Hi Nora,
I understrand that you want to know if it is possible to calculate the error while finding the integral using 'cumtrpz'. There are several sources of potential error to consider:
- The 'cumtrapz' function uses the trapezoidal rule for numerical integration, which approximates the area under the curve by summing up the areas of trapezoids. This method can introduce some error
- When integrating twice the initial condition is taken zero unless specified otherwise. Any error in these initial conditions will propagate through the calculations.
- Detrending can help in removing bias from the data, it can also alter the data in a way that may affect the final displacement values. If the trend removed is actually part of the true signal, this will introduce an error.
Calculating the exact error introduced by these processes can be quite complex.

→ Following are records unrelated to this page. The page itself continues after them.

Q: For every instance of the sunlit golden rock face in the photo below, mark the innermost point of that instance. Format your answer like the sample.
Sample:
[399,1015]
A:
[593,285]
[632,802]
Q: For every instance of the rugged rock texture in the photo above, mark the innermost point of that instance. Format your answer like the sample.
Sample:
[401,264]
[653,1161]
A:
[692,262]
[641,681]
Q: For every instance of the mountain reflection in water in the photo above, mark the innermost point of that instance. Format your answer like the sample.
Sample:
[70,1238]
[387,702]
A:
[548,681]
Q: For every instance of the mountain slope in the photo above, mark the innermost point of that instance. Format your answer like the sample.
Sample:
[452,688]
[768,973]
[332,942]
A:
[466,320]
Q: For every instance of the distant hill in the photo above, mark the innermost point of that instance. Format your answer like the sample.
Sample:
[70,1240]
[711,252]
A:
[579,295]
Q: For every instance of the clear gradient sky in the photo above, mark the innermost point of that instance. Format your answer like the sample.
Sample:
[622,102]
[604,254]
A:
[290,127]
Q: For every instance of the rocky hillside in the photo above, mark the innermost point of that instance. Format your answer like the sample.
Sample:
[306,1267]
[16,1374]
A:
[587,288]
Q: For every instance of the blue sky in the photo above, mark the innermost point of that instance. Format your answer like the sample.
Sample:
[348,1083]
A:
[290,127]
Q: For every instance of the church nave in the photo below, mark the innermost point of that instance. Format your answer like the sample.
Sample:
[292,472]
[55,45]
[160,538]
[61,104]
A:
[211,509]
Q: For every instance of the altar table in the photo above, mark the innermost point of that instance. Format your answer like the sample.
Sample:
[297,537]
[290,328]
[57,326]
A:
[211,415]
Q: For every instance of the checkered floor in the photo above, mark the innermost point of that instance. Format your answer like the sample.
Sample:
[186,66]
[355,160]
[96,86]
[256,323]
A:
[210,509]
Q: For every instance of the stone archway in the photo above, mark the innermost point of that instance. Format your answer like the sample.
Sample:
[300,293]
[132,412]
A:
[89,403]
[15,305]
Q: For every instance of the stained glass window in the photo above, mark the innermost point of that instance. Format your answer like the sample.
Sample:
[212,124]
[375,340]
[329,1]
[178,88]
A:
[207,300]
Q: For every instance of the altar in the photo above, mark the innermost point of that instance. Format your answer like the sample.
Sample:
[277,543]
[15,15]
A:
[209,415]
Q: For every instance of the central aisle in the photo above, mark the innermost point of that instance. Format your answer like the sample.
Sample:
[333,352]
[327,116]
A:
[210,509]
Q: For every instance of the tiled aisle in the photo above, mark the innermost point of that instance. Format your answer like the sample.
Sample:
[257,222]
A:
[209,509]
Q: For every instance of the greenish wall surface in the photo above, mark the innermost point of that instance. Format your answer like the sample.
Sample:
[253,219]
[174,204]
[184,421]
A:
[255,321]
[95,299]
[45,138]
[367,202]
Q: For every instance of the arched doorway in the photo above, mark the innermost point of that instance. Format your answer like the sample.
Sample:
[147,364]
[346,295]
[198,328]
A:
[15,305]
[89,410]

To estimate or assess the error in the displacement data:
- Compare with known values: If available, to estimate the error.
- Sensitivity Analysis: Check how changes in initial conditions affect the outcome.
- Error Propagation: Estimate the uncertainty at each calculation step to find overall uncertainty.
- High-Resolution Data: Use to minimize numerical integration error.
- Detrending Analysis: Assess the impact of detrending on results.
- Simulated Data: Test the integration process on data with a known displacement.
- Alternative Methods: Consider other numerical integration methods for potentially better accuracy.
- Filtering: Apply filters to reduce noise that may accumulate during integration.